A series of new SNX-2112 derivatives were designed based on the complex crystal structure and molecular interaction analysis, which were evaluated by molecular docking with software SYBYL-X 2.0 (Tripos Associates Inc., St. Louis, MO, United States). The crystal structure of Hsp90^N-FS23 (PDB ID 5CF0) was as the docking model. First, a compound library of newly designed SNX-2112 derivatives was built, and new derivatives were conducted with geometric and force field optimization for 10,000–100,000 times. Second, the target Hsp90^N was optimized by adding hydrogen and charges. Last, molecular docking was carried out using the Surflex-Dock module of SYBYL software. Total score and Cscore were chosen as parameters to evaluate the binding affinity between the target Hsp90 and new ligands. CCP4MG software was applied for simulated complex three-dimensional (3D) structure reconstruction and molecular interaction analysis.

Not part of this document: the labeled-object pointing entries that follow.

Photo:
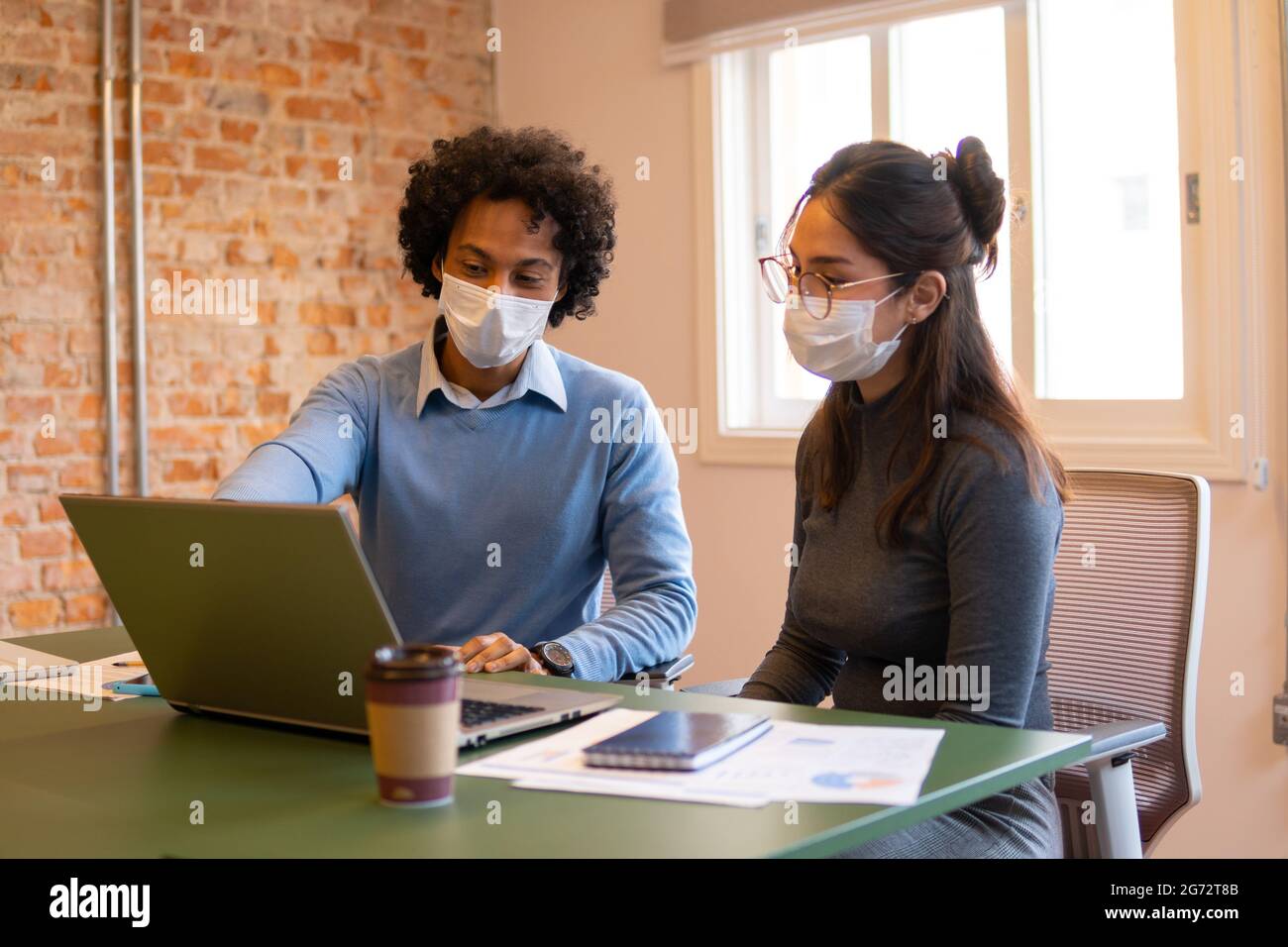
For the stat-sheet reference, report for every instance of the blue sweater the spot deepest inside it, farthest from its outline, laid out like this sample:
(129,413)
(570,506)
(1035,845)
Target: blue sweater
(500,518)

Statistical analysis was conducted with SPSS 13.0 software (International Business Machines Corporation, United States) and GraphPad Prism 5.01 software (GraphPad Software, San Diego, United States). Data were presented as mean ± standard deviation (SD). Differences between two groups were performed according to unpaired Student t test. P < 0.05 was deemed as statistically significant.